Alors, qui va visiter la prison du château cette semaine ? Robin ! Ça change, il faut bien l’avouer, mais Much, Allan et John y étaient déjà la fois dernière.

Après nous avoir présenté frère Tuck, voilà Kate, la nouvelle combattante du groupe, qui ne va pourtant pas se joindre immédiatement aux hors-la-loi. Cela sera inévitable, car après les départs de Marian et Djaq, le quota féminin de la série a chuté de manière drastique.

Enfin bon, l’histoire du jour met en scène des Irlandais qui ne sont pas amis avec le shérif, au contraire, ils veulent se battre pour obtenir l’indépendance de leur pays, mais les affaires sont les affaires et les deux parties ont besoin l’une de l’autre. Cela nous amène aux villageois forcés de devenir des soldats pour renflouer les comptes du château. À force, on peut se demander qui va rester pour payer les taxes, entre les hors-la-loi, ceux qui sont tués et ceux qui sont vendus…

Si la base de l’intrigue est aussi épaisse qu’à l’habitude, que le coup de l’évasion est légèrement over the top, mais dans les standards de la série, il y a quand même une chose qui ressort avec intérêt de cet épisode, et ce n’est toujours pas la coiffure sauvage de Gisborne.

Je parle bien entendu de Kate, pas encore combattante, pas vraiment fan de Robin, mais bougrement déterminée. Elle a une personnalité bien affirmée qui lui permet de ne pas s’effacer sans pour autant virer dans la caricature. De même, on notera que comme David Harewood, Joanne Froggatt surprend par la qualité de son jeu, bien au dessus de la moyenne de Robin Hood.

Pour finir, un petit mot sur Frère Tuck. Après son arrivée fracassante, il continue de creuser son trou sans se fatiguer. Ses dialogues sont plus réfléchis que ceux de ses partenaires et il impose son charisme avec une certaine aisance, ce qui a tendance à amplifier le côté effacé d’un personnage comme Little John.

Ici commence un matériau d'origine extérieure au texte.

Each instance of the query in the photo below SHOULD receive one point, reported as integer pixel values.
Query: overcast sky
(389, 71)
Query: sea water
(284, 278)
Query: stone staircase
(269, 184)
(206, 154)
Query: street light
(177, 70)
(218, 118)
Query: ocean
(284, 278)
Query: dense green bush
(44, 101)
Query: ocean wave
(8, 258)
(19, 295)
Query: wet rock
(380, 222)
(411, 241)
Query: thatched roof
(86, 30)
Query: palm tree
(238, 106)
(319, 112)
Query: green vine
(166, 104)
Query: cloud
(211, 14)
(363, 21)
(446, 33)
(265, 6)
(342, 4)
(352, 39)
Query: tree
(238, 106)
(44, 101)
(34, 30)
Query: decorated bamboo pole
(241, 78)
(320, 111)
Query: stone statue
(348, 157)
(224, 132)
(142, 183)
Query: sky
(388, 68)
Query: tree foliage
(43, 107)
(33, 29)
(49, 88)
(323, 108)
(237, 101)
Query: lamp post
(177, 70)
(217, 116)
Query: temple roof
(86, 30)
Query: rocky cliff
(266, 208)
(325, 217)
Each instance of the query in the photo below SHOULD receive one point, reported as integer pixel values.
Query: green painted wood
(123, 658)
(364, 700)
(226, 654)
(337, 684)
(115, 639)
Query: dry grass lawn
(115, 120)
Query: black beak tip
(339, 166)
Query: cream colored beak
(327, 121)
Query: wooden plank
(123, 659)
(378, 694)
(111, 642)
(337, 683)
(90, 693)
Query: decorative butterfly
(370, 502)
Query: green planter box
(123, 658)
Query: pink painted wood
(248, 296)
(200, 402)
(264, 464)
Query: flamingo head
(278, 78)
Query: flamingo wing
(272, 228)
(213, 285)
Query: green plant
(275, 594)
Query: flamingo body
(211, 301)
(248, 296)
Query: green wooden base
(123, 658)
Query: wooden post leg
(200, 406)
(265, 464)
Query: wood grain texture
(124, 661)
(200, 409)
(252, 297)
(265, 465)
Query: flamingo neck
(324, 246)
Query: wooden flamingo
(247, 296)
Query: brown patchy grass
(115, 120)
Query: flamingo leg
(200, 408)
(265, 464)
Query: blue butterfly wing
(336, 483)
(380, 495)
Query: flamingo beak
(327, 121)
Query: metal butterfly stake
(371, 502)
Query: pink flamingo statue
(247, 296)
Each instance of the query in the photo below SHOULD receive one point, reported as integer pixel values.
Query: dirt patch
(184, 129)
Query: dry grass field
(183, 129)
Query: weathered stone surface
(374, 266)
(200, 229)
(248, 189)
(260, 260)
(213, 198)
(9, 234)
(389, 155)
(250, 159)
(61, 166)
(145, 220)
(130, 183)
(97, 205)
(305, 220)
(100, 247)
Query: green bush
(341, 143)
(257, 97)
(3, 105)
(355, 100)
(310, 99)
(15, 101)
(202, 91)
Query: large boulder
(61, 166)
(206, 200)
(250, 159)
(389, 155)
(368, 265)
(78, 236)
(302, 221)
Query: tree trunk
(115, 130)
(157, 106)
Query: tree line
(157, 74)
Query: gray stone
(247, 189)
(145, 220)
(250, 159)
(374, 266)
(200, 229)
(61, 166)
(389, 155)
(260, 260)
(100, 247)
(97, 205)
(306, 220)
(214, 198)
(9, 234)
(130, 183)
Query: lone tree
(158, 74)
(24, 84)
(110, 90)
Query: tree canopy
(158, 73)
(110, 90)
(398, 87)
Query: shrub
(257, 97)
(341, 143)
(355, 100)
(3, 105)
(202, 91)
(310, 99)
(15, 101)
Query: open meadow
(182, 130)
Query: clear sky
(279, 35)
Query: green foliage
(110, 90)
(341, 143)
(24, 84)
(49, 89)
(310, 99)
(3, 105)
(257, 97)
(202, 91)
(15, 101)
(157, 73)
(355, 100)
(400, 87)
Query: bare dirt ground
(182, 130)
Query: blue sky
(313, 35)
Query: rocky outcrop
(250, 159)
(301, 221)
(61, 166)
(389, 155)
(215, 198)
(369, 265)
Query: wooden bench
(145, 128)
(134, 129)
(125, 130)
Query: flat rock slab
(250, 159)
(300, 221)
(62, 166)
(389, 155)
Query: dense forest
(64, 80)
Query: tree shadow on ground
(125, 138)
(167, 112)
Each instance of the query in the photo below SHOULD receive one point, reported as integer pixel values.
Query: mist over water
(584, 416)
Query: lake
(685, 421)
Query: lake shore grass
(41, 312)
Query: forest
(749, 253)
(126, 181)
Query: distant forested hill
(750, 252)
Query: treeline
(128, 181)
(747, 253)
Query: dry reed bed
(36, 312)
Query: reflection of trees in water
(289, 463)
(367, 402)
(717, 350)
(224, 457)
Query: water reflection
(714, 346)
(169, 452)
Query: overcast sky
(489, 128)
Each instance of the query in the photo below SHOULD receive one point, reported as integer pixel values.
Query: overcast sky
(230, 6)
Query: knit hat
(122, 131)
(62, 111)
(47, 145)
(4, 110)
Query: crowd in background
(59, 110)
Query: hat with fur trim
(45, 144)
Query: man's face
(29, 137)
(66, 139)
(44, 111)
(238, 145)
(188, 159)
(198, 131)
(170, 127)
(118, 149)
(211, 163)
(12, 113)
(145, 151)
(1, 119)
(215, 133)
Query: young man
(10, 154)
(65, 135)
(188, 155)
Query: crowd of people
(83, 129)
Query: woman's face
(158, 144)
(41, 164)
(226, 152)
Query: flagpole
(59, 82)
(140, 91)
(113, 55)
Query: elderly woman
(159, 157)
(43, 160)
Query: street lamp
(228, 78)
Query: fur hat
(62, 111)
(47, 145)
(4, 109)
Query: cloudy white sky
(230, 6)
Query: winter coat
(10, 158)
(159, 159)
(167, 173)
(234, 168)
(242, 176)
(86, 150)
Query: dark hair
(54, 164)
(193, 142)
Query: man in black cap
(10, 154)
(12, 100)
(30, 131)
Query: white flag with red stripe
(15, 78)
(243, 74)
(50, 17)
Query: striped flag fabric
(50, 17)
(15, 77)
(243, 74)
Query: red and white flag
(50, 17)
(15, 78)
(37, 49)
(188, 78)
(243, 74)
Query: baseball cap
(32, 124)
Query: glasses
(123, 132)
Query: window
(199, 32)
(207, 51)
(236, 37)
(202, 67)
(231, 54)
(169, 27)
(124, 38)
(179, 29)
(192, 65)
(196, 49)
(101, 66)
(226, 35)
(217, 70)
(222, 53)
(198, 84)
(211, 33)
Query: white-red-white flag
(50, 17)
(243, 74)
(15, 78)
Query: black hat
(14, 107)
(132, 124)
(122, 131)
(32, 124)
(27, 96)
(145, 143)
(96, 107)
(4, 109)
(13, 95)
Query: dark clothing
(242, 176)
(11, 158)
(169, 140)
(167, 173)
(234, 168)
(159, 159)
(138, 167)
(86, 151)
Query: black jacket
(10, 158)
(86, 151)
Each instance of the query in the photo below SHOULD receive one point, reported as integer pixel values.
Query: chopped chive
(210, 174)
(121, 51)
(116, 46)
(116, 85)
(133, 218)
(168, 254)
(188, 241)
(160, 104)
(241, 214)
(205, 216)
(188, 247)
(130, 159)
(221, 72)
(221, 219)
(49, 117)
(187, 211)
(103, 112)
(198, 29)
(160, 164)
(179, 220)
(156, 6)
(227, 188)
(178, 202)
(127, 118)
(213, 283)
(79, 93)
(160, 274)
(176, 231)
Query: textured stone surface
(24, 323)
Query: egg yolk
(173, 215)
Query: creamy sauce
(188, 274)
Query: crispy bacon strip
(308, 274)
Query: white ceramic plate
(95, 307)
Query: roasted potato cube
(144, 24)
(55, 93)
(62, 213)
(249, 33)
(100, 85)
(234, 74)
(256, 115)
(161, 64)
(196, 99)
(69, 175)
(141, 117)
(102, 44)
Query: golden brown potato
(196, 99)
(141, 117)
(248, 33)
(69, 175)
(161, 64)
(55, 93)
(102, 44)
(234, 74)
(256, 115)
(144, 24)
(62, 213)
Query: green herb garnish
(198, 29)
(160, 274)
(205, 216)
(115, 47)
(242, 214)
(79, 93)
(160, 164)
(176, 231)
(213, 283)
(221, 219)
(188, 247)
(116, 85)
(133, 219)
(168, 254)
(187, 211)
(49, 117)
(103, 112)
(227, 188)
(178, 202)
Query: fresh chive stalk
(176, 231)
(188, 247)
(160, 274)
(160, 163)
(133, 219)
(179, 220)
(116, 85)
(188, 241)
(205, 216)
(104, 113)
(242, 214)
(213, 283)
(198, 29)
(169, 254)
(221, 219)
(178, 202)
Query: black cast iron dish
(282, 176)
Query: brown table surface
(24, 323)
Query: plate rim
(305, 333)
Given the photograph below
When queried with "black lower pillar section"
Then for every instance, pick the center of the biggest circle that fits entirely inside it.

Donc, ce second épisode est supérieur au précédent, ce qui n’était pas difficile. Il souffre de la traditionnelle construction redondante des intrigues de la série, mais bénéficie de quelques points positifs provenant des nouveaux protagonistes. Ceux-ci vont peut-être permettre au show de remonter un peu la pente. On verra. En attendant, la fin nous met cet enragé de Gisborne dans une situation délicate dont on sait qu’il va certainement s’en sortir. Le fait est qu’il va falloir rapidement l’extirper de l’état d’énervement extrême dans lequel il vit, sinon il va nous claquer entre les doigts.